Consider the numbers: Daily Kos gets about five million page views a week. That's not chump change, but Rush Limbaugh still gets somewhere between 14 and 20 million listeners in the same period of time. The contrast with cable news is equally striking: While Moulitsas gets about 700,000 page views a day, almost four times as many people tune into cable news stations during primetime alone, and more than twice as many watch Fox. Nine of the top 10 highest rated cable news programs are on Fox.
The bottom line--and it is a bottom line Moulitsas was manifestly aware of--is that blogs aren't reaching an audience anywhere near the same size as the traditional news outlets.

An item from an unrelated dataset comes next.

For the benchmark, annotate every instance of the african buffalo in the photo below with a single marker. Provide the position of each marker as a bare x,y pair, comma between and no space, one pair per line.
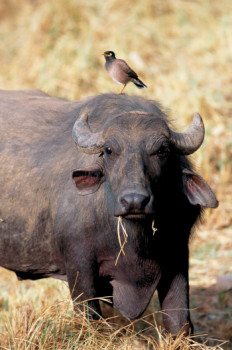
60,200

This was even borne out at the speech: Right before Moulitsas took the stage, YP4 Director Iara Peng introduced him as the man you know "as the author and editor of DailyKos.com," and then paused for applause. There were several seconds of awkward silence followed by a smattering of claps; few in the audience seemed to know what Daily Kos was. Ms. Peng herself realized this: "And if you don't know what Daily Kos is," she quickly added, "you should add it to your favorites as soon as you get home." When I spoke with fellow students afterwards, the lack of recognition was confirmed: "Honestly," one student told me, "I have no idea who he is." Those nearby nodded their heads in agreement.
Should it be troubling that a room full of smart, savvy, well-educated and well-dressed progressives could not, by and large, identify the biggest name in progressive blogging? It didn't appear to trouble Moulitsas: He repeatedly stressed the need for a more expansive, long-term infrastructure, the kind that "conservatives spent a long time building." This should no doubt include blogs, but should by no means be limited to them; after all, the broad-based conservative network -- embracing television, radio, religion and more--has paid off in spades.
In short, there are bigger things to worry about than blogs. A good place to start: of the 10 most influential think tanks in the country, six identify as either "conservative," "conservative/libertarian" or "center-right." Three identify as "centrist." And just one -- the lonely Economic Policy Institute -- identifies as "progressive."
If progressive politics are to find long-term success, that's the kind of statistic that needs to change. Onstage, Moulitsas joked that if any of the students in the audience became millionaires, they should consider forking over the hefty sums required to build a hefty infrastructure. And as the progressive leaders of tomorrow conclude a weekend of training with YP4, they would do well to heed his advice.